Alix couldn't take her eyes off the screen. For all the horror, there was something mesmerizing about the sight of such pure, unrelieved torment. For ten long seconds she stood there, unmoving, then she tore her gaze from the monitor, spun around, and put two bullets into Rutsev's skull without an instant's hesitation.

A stew of blood, brain, bone, and hair sprayed against the bare gray wall behind him, heavy drops of thick red matter clinging to the rough surface of the concrete before they spattered onto the floor. Once again, Alix had killed a man. But this time she did not double over in shock. This time she barely even looked at the remains. Seconds later, she was sliding open the bolts on the white cell door.

81

The main problem with torture lies with the human beings on whom it is inflicted. They have a limited capacity for pain. Even the toughest, best-trained soldiers and agents will reach a point where they will say absolutely anything to relieve their suffering, rendering intelligence gathered by means of torture virtually worthless.
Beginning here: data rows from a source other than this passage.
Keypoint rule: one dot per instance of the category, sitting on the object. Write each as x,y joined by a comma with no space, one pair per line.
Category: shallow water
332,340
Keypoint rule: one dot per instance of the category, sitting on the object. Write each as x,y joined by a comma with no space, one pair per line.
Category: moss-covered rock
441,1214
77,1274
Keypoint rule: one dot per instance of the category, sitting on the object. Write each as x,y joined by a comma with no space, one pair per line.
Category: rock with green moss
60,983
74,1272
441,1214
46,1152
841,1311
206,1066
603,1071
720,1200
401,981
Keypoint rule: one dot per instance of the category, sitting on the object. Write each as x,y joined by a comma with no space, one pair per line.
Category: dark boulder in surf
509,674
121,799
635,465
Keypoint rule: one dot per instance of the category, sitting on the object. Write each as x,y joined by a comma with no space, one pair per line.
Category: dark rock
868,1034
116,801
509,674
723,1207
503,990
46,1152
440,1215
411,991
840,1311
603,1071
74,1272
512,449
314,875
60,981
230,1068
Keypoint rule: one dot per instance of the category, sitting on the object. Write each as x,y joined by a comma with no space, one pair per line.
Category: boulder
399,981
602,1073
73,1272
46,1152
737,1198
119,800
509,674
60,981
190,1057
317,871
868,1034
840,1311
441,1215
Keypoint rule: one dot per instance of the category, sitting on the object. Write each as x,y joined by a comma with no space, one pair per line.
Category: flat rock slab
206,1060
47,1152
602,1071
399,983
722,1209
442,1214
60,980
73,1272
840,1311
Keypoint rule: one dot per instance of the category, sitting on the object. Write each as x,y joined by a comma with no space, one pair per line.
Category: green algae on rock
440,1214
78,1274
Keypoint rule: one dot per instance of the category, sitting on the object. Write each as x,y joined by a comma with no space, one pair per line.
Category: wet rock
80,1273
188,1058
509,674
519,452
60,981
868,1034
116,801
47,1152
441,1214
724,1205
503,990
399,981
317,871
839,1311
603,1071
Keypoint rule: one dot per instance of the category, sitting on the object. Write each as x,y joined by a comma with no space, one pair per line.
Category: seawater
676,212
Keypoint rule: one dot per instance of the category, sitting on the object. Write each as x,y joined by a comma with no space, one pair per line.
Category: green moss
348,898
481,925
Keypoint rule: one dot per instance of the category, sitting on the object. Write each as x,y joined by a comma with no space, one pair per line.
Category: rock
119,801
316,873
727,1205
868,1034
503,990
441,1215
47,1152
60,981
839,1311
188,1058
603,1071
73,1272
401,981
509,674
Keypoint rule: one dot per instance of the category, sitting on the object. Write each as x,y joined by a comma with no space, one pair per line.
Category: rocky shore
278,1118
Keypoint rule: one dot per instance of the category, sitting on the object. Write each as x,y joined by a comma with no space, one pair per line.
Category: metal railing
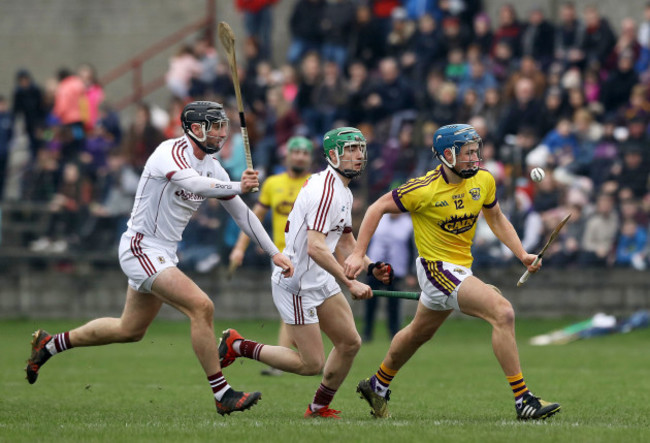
140,88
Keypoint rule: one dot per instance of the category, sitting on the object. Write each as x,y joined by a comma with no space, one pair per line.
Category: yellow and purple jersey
444,214
279,193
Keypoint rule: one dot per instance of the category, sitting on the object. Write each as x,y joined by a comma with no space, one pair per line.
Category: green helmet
299,143
336,140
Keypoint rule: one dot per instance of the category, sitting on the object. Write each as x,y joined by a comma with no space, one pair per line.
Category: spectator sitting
478,79
631,172
600,234
627,42
509,30
598,39
183,67
68,209
305,35
367,38
616,90
483,33
94,95
631,245
561,142
336,27
115,185
569,35
142,138
537,38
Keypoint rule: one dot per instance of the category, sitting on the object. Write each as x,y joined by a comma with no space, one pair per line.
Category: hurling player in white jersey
318,238
177,178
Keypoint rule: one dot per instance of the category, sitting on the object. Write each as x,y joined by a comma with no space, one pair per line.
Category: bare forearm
367,229
505,232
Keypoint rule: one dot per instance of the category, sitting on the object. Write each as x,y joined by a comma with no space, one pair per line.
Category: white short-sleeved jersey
324,204
162,208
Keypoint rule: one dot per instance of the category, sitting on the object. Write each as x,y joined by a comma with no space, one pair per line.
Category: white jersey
162,207
324,204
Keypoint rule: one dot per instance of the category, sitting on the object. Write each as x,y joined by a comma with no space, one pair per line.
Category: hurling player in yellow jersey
278,194
444,205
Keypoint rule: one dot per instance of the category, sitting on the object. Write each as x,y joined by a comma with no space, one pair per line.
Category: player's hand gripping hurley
227,38
554,234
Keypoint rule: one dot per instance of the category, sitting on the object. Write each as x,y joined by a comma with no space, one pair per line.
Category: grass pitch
451,390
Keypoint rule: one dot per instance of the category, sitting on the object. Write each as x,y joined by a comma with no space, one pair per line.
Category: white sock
219,394
381,390
51,347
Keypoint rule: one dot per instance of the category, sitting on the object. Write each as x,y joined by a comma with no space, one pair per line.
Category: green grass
451,390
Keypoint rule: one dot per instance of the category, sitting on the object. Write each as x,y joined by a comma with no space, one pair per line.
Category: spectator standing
28,104
509,30
598,39
6,134
391,94
183,67
305,35
366,40
483,35
537,38
70,107
258,21
569,36
617,88
644,40
630,245
94,95
142,138
523,111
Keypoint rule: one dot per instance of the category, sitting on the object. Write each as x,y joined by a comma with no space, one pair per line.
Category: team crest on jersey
459,224
186,195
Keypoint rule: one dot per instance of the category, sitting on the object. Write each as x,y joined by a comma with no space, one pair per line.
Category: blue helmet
454,137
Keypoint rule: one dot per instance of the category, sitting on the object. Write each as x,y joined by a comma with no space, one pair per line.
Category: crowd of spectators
570,95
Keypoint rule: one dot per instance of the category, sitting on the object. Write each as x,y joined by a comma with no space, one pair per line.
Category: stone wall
83,294
45,35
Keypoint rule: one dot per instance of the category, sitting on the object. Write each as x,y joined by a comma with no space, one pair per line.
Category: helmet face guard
454,137
337,140
206,114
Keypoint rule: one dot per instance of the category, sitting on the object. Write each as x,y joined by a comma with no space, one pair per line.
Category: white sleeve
250,224
206,186
319,204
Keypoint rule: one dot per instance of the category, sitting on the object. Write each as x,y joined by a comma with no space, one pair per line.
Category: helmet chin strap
200,141
347,173
465,173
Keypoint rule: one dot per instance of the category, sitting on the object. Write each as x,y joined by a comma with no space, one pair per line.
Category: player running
444,205
319,230
177,178
278,194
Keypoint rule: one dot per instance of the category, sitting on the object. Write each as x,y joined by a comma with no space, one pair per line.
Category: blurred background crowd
570,95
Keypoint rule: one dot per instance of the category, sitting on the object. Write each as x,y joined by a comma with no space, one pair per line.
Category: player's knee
313,367
204,309
353,345
505,313
133,335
Sometimes, of course, intelligence gathering is not the real aim. Sometimes torture is inflicted for its own sake, for the victim's punishment and the torturer's pleasure. But now another problem rears its head: If the body is punished beyond a certain point, it simply shuts down, either through unconsciousness or death. It takes real skill, even artistry, to keep the pain and injury at just the right level-not too gentle that they serve no purpose, yet not so harsh that they become counterproductive. A gifted torturer aims for that Goldilocks balance of pain.

It is then that the question of shutdown arises. A mind that can no longer make sense of the world around it or order the information it receives into any coherent meaning will eventually abandon the attempt and retreat into itself. Hallucination takes the place of reality. Memory fails. A person's very identity begins to slip away.